The two men shook hands for several seconds beneath the white-washed walls of an upscale hotel in neutral Singapore, Trump reaching out to touch the North Korean leader on his right shoulder, before sitting down for a half-day of meetings with major ramifications for the region and the world.

READ: At Trump-Kim summit, human rights is a back-burner issue

The encounter was unthinkable just months ago, when fears of war mounted amid missile tests and verbal insults.

History of war and acrimony

As they sat down for their tête-à-tête, the US leader - who had said he would know "within the first minute" if a deal would be possible - predicted a "terrific relationship" with Kim.

For his part, the North's leader referred to the two countries' history of war and acrimony, but noted the fact of their meeting showed they could overcome the past.

Sitting across from Trump at a small side table, Kim told the US president through a translator: "It was not easy to get here."

"The past worked as fetters on our limbs and the old prejudices and practices worked as obstacles on our way forward," he went on, his listener looking him in the eye and nodding.

"But we overcame all of them and we are here today."

Trump responded: "That's true" before another handshake - smiling this time - and a thumbs-up from the US president.

In Seoul, South Korean President Moon Jae-in watched live on television, telling his ministers, he "could hardly sleep last night".

After huddling for around 40 minutes, Trump and Kim were joined by senior advisors before breaking for lunch, where prawn cocktail, short-rib confit, soy-braised cod, and vanilla ice-cream were among the options.

Style over substance

The imagery for the high-stakes meeting was undoubtedly positive and Kim Yong-hyun, professor at Dongguk University in Seoul said: "The atmosphere of the summit looks very good."

"It will be hard for this meeting to agree on specific deals but it carries considerable significance as a starting point," he said.

Some analysts have warned the summit could produce more style than substance and Kelly Magsamen, a former top Pentagon Asia specialist, said: "We'll see if Kim actually gives him anything more than superficial pleasantries and some good TV."

Critics said the mere fact of the meeting meant Trump was legitimising Kim - whose regime is accused of widespread human rights abuses.

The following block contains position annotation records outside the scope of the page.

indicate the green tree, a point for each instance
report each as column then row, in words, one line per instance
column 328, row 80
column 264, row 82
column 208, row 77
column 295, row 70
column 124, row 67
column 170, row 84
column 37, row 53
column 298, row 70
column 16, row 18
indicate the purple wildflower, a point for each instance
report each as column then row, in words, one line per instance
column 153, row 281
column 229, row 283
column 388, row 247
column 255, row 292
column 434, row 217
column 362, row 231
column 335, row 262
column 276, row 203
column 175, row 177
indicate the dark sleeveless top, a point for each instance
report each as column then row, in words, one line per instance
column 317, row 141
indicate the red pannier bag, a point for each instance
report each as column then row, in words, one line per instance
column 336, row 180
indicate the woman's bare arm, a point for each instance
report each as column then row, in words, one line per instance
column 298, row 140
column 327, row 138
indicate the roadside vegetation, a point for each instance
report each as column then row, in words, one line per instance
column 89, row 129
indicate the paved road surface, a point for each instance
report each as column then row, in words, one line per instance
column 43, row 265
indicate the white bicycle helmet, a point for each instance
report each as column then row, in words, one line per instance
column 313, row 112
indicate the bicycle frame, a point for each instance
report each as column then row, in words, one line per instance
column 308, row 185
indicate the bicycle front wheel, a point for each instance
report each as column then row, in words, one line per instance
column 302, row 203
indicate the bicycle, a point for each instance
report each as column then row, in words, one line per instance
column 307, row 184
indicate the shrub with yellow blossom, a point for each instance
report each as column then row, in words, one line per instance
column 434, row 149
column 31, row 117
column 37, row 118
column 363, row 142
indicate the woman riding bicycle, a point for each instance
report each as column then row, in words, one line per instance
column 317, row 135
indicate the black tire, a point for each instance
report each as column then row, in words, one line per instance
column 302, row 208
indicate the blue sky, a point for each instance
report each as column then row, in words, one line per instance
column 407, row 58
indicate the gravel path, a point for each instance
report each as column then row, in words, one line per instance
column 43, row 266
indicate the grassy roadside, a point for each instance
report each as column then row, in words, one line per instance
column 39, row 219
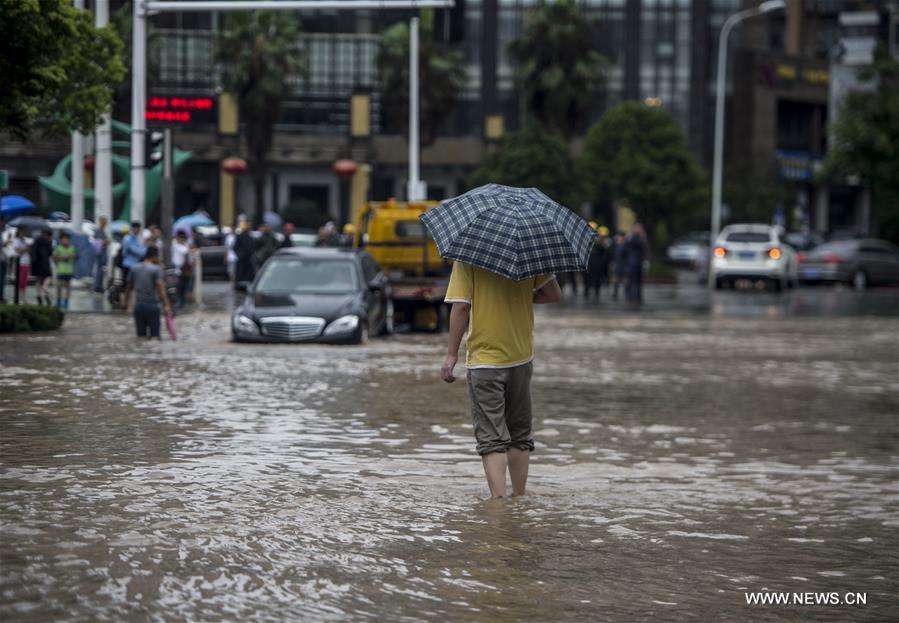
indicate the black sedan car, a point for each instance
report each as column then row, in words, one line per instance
column 315, row 294
column 859, row 262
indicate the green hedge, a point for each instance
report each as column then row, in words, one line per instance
column 14, row 318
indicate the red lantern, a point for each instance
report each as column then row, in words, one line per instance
column 234, row 165
column 345, row 168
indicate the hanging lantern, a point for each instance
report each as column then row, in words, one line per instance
column 345, row 169
column 234, row 165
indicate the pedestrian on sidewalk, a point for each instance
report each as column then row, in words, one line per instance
column 21, row 248
column 636, row 253
column 598, row 265
column 41, row 268
column 146, row 286
column 499, row 315
column 64, row 256
column 5, row 249
column 133, row 250
column 619, row 264
column 101, row 243
column 245, row 250
column 266, row 244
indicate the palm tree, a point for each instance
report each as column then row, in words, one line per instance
column 257, row 52
column 558, row 69
column 441, row 77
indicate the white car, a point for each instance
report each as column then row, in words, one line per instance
column 755, row 252
column 690, row 250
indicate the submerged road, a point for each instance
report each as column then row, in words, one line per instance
column 687, row 454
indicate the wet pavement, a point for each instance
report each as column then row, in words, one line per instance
column 687, row 453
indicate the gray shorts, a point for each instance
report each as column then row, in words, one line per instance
column 501, row 408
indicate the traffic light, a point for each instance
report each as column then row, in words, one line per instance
column 449, row 24
column 155, row 147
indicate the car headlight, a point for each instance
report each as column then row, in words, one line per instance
column 244, row 324
column 344, row 324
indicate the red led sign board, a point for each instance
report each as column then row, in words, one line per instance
column 179, row 110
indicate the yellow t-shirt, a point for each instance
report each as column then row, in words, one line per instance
column 501, row 326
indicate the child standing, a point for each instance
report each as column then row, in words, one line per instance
column 64, row 256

"It's a huge win for Kim Jong-un, who now - if nothing else - has the prestige and propaganda coup of meeting one-on-one with the president, while armed with a nuclear deterrent," said Michael Kovrig, Crisis Group Senior Adviser for North East Asia.

The warm words and positive optics seemed a different era from when Trump was threatening to rain down "fire and fury" on Pyongyang and Kim attacked Trump as a "mentally deranged US dotard", as he fired off a series of provocative weapons tests.

The Singapore summit is a potentially legacy-defining meeting for both men - comparable to president Richard Nixon's 1972 visit to China, or Ronald Reagan's 1986 summit with Mikhail Gorbachev in Reykjavik.

But many agreements have been made in the past with North Korea that have later fallen apart.

On the table is the vexed question of denuclearisation - a word that means vastly different things to the two parties.

It remains far from clear that Pyongyang is willing to give up its nukes - weapons that the regime sees as its ultimate guarantee of survival.

And on the eve of the meeting, aides for both men were still scrambling to narrow yawning differences.

Secretary of State Mike Pompeo said Monday that the US was willing to offer Pyongyang "unique" security guarantees if it denuclearises.

But the summit was more likely it is the start of a longer process of negotiation.

The discussions "will set the framework for the hard work that will follow", Pompeo said.